Vaughan Williams, Hugh and Elgar, BBC Proms

Vaughan Williams's Fantasia on a Theme by Thomas Tallis was neatly played, though the placement of the small orchestra at the back of the main band meant it came out as one wash of sound: couldn't they have put small orchestra in the middle of the Arena? That would have made an interesting musical experience.

Hugh Wood's Scenes from Comus was tightly played. Andrew Davis brought out the contrast between Wood's Viennese colours and the almost tonal world of early 20th Century. One could hear what was to come later in subsequent decades. This was the highligh of the concert.

Elgar's The Music Makers was in the second half. Dame Connolly's effort was noted, and the general ensemble of the choir and orchestra under Andrew Davis was fine. BUT I had a real issue with the work - it's Edwardian remix - the best of Elgar cobbled together for some much needed cash. The text, though well chosen, was fitted into a bunch of recycled tunes. It just sounded ever so dull…

Bruckner 8, Andris Nelsons and the Leipzig Gewandhaus Orchestra

Bruckner 8 Symphony was a gigantic piece of symphonic writing. What better to hear a mature and thoughtful Andris Nelsons conducting the Leipzig Gewandhaus Orchestra? The slow measured start gave rise to the hallmark relentlessness of the later Bruckner symphonies. Nelsons brought out the rising and falling phrases, and ensured the episodic chunks together form a coherent whole. The scherzo second movement was precise and at pace. Feierlich langsam (3rd movement) was subtle, mournful with a glimmer of light.
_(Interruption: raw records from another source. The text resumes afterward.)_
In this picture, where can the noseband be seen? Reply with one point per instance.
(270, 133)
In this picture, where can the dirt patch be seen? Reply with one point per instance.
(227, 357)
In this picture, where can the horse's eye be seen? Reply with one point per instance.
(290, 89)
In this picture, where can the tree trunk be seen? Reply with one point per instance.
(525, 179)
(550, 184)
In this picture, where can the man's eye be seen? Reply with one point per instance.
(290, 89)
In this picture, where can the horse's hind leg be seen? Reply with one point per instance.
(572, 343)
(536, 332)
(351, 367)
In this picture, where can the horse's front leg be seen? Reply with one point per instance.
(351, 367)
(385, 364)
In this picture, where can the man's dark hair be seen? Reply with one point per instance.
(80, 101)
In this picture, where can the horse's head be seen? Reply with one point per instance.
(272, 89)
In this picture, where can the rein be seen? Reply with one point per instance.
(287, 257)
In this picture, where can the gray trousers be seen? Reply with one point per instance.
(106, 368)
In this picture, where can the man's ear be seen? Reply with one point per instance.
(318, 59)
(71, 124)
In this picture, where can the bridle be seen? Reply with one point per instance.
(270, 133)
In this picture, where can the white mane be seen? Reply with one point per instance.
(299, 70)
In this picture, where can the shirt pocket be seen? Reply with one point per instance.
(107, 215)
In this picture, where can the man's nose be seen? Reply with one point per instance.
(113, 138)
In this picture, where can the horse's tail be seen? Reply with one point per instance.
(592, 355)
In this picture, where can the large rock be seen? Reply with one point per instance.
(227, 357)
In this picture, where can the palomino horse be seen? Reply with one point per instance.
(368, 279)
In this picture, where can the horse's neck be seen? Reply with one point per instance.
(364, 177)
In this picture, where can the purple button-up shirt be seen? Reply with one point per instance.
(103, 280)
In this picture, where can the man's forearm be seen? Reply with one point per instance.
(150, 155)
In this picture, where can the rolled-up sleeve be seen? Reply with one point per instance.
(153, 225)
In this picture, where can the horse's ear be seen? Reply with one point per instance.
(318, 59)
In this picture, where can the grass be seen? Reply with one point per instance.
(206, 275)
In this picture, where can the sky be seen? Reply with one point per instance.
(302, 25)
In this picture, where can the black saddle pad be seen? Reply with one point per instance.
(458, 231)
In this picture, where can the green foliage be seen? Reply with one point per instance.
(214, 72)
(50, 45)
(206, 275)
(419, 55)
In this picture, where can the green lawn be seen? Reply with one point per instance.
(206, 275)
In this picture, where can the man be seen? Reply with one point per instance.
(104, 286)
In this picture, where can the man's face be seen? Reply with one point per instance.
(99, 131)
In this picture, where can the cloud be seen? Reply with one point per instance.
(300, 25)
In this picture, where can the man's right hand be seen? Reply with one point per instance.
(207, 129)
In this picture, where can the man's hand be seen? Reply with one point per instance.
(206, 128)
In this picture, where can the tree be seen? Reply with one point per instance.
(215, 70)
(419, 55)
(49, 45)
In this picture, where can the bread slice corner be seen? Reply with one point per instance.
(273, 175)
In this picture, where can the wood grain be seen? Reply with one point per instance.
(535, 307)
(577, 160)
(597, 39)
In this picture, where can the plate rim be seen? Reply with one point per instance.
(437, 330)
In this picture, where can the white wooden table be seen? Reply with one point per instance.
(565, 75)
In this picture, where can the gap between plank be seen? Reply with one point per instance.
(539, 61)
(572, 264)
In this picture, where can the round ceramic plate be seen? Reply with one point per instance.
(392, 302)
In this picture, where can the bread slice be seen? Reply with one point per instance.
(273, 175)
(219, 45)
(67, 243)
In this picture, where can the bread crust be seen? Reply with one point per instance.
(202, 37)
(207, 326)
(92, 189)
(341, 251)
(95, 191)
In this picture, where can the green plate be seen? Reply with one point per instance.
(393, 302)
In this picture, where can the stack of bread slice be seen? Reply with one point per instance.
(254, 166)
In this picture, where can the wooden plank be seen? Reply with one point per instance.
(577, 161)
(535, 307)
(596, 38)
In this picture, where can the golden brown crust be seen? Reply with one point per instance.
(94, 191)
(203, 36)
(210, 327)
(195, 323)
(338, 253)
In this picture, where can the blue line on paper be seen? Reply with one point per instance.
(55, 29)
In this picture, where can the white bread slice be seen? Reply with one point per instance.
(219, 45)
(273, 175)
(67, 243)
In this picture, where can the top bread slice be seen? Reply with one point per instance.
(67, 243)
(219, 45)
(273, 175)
The masculine sound for the brass section delivered a memorable finale

Stephen Hough plays Memdelssohn, BBC Proms

The stars of this Prom were Stephen Hough and Queen Victoria's own richly gilded piano made by Érard (1856). Hough played Mendelssohn's piano concerto no 1 with poise and pace. The Orchestra of the Age of Enlightenment under Ádám Fischer provided well balanced accompaniment. Though one could hear Hough was battling with an instrument that lacked a resonant upper register. The Érard sounded like a large fortepiano with good middle and lower register voice, but to modern ears that are used to Steinway Model Ds it sounded somewhat dull. The encore (Chopin Nocturne No 2 in E Flat) suited the keyboard much more - with a mellow sound one could imagine a musical soireé in a drawing room at Buckingham Palace. An interesting concert, memorable for different reasons.

Joyce DiDonato sings Les Nuits d'été, BBC Proms

Young Benjamin Beckman's work (European premiere) Occidentalis turned out to be a fun piece confidently played by the The National Youth Orchestra of the US of A.

The real highlight of the concert was Joyce DiDonato singing Berlioz Les Nuits d'été. Not exactly a jolly set of songs, and DiDonato's voice painted a gloomy and dark world of longing and grieve. Her French text was superbly clear and the orchestra under Pappano's baton provided the lush orchestra backdrop.

The band than embakred on a mighty journey climbing up the Alps (Ein Alpensinfonie) - the sound was fresh, eager and above all enjoyed - in that I felt the players did enjoy playing this symphonic poem in the RAH. The brass section of the National Youth Orchestra of Great Britain was up in the gallery offering the off-stage effect: though one could hear a little competitiveness in their, hmm, dynamics. A fun Sunday morning that was.